Nugee J went on: “So I am not satisfied that it is simply an answer to the proportionality challenges to say that the overall budget is not out of line with the amounts at stake”.

He said the application by the claimants for a costs management order (CMO) should not be determined on a “narrow textual construction” of CPR 3.15(2), but on whether litigation could be “conducted justly” and in accordance with the overriding objective, without an order being made.

In Sharp v Blank and others [2017] EWHC 141 (Ch) – a decision from January that has only just been published – Nugee J had previously ordered the production of budgets but not costs management.

He said it became “quite difficult” to distinguish reasonableness from proportionality, but he accepted that something could be reasonable, without being proportionate.
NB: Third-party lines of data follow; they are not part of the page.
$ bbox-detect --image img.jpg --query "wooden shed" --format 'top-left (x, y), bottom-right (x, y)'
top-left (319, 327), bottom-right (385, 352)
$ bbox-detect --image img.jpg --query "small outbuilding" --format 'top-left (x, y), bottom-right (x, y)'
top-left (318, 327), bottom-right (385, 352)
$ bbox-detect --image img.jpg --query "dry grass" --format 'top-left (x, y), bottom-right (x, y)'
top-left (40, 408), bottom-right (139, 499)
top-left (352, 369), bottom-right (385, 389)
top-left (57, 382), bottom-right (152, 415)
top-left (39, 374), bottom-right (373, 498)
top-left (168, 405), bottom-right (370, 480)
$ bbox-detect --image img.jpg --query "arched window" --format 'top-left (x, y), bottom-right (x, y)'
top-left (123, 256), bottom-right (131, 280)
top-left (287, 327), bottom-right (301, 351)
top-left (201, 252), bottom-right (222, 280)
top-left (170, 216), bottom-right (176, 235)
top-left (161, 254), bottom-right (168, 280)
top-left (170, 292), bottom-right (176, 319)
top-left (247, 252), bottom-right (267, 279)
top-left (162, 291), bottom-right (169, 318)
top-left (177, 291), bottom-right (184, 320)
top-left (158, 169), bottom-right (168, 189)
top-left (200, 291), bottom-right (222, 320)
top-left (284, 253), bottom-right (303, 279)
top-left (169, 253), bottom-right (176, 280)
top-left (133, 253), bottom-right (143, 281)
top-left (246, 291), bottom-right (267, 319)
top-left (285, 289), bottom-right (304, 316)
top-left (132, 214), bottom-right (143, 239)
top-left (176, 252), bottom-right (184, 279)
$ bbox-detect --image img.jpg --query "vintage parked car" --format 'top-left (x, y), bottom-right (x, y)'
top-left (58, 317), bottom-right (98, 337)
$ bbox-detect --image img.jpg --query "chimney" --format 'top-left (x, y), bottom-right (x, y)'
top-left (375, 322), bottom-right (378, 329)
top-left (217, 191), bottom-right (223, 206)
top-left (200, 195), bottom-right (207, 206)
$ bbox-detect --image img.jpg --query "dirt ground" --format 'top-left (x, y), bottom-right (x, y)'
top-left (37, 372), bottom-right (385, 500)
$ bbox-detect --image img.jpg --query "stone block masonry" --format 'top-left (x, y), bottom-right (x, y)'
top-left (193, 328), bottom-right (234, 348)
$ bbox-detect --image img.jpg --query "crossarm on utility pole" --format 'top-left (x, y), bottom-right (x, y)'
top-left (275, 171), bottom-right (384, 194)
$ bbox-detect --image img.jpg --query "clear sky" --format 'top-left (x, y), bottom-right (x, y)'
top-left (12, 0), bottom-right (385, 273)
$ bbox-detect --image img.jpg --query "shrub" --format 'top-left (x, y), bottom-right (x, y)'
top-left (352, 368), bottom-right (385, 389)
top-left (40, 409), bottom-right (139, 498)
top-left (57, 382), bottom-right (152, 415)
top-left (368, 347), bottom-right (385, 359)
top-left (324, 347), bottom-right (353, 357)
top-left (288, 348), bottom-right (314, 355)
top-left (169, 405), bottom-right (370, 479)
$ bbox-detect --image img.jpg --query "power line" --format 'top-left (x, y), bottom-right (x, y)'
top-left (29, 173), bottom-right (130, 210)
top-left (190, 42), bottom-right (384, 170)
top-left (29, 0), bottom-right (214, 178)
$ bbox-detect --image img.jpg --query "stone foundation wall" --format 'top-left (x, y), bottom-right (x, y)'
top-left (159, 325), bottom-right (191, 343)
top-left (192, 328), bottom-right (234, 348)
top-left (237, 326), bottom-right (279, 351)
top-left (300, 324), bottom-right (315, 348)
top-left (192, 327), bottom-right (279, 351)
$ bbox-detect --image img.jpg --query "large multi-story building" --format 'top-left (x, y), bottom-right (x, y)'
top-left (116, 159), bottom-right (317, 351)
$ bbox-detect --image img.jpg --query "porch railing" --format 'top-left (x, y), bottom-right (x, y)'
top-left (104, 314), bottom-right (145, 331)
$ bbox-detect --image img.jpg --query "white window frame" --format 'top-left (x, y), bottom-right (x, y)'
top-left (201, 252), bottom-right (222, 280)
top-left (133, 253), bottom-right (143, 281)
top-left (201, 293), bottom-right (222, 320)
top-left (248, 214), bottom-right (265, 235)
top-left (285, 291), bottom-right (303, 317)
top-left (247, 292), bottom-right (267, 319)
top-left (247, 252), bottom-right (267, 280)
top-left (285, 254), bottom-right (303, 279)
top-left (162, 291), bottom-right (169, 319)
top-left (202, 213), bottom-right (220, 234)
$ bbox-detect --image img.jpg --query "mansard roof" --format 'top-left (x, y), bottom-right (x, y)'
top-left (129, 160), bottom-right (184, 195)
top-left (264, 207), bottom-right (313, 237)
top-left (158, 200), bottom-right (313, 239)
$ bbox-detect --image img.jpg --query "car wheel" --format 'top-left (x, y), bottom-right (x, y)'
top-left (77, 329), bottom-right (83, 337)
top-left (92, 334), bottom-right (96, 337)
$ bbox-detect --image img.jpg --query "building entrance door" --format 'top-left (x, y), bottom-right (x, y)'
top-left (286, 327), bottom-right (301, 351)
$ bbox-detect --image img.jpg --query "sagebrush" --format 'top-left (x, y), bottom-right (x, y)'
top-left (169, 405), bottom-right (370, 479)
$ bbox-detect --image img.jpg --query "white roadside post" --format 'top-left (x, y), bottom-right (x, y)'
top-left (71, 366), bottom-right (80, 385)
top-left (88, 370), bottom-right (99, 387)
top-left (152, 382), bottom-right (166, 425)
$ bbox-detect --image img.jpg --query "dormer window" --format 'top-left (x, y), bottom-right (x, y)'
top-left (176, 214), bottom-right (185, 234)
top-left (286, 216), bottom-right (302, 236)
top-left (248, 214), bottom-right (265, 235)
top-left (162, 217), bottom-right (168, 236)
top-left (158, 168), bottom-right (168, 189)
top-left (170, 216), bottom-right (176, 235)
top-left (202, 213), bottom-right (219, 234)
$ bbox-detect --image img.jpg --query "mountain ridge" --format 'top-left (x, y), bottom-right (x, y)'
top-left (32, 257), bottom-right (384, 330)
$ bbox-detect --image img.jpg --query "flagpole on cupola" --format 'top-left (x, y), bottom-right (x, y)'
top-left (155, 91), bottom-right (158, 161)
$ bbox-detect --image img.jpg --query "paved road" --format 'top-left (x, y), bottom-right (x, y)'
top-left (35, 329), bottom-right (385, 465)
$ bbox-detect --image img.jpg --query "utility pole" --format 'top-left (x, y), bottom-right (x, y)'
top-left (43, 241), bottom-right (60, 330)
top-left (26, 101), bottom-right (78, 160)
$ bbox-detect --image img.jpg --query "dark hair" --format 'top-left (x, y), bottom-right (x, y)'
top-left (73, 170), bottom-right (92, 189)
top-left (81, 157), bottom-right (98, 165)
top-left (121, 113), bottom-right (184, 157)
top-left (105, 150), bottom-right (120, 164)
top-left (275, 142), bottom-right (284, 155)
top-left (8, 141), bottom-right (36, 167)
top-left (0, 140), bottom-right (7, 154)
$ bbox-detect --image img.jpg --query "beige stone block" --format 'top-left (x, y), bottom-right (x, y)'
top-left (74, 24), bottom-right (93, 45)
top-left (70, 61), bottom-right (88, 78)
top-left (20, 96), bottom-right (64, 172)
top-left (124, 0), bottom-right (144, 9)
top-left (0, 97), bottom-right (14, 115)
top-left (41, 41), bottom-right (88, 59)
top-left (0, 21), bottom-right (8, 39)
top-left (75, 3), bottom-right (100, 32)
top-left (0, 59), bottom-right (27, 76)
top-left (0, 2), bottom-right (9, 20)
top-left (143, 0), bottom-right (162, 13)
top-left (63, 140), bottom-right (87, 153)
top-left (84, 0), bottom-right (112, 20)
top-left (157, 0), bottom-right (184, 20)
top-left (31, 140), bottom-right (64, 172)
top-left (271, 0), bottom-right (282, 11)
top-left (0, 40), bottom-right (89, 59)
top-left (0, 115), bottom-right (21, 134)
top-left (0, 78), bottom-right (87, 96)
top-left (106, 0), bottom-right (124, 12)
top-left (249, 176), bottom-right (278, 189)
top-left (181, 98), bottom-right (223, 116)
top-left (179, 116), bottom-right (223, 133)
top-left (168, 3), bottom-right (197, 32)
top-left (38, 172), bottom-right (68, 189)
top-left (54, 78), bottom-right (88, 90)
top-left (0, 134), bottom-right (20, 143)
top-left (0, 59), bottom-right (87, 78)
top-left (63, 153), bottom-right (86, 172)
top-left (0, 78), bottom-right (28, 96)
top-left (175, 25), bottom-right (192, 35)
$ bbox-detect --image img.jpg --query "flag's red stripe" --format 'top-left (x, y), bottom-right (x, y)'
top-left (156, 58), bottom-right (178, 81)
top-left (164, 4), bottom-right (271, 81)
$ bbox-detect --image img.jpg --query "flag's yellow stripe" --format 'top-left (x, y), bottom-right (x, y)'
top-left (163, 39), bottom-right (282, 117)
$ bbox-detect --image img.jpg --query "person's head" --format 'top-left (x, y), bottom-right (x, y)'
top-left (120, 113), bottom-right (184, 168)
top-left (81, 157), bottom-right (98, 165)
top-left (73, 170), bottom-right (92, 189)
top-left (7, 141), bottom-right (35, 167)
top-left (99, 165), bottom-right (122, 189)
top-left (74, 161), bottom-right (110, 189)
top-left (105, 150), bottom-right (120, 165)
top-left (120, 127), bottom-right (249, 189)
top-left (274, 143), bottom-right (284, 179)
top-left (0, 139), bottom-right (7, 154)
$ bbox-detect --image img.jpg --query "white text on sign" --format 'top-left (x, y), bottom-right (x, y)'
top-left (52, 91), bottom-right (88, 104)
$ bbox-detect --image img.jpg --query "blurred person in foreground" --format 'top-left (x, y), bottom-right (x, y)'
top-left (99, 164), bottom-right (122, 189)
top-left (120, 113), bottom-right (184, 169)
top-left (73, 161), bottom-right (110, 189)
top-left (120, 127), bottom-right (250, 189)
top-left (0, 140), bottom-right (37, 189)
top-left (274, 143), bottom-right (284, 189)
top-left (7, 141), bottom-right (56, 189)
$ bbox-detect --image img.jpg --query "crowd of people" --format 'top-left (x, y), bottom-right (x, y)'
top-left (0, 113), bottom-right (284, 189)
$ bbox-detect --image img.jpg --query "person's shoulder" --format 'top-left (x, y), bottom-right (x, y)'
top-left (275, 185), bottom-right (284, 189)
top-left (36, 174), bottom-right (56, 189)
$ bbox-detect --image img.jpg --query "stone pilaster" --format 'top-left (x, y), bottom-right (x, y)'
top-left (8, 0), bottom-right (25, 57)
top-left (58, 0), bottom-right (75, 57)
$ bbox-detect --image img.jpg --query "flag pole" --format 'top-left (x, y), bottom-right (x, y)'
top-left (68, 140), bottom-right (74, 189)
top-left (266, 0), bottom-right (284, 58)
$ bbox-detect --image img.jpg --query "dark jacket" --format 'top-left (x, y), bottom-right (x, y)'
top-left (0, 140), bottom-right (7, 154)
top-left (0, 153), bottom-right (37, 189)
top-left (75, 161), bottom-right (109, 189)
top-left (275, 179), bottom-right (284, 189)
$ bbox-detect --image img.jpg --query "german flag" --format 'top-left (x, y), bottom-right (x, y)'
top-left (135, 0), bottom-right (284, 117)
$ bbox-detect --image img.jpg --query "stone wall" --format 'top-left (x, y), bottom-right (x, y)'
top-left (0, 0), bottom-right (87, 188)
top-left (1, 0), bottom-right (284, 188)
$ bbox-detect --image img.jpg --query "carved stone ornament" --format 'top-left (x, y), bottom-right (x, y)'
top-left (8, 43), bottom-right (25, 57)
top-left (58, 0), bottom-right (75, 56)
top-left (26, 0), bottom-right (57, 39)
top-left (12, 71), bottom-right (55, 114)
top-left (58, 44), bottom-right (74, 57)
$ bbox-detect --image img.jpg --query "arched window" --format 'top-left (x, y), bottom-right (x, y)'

He said the claimants’ application should be determined on “whether the making of a costs management order would be something that is likely overall to save expense and thereby enable the court to deal with the case more justly and more in accordance with the overriding objective or whether it would really be a waste of money and not achieve anything that was worth the money that had to be spent on it”.

Nugee J said both parties agreed that the risk of the claimants having to pay the costs of the defendants, which “may well come in” at more than the £14.75m covered by the claimants’ after-the-event insurance, should be dealt with.

Otherwise, the individual claimants were exposed to the risk of having to contribute to the uninsured costs, while the defendants would be left with having to collect what could be relatively small sums from a very large number of individual claimants, given the terms of the group litigation order said they were not jointly liable for costs but only severally liable proportionate to their shareholdings.

Nugee J said the “real question” he had to grapple with was whether the claimants’ desire “to bring more certainty to the quantification of that risk” outweighed the inevitable cost of making a CMO, which could be around £250,000.

“I accept that that is a real and substantial cost… which would be avoided if the costs management order was not made.”

But Nugee J said a CMO could bring “much greater clarity” to the exposure the claimants faced, with a current costs budget of £24m, of which £14.9m was still to be incurred.

The judge acceded to the claimant’s application and directed that a costs management process should be undertaken by the Chief Master.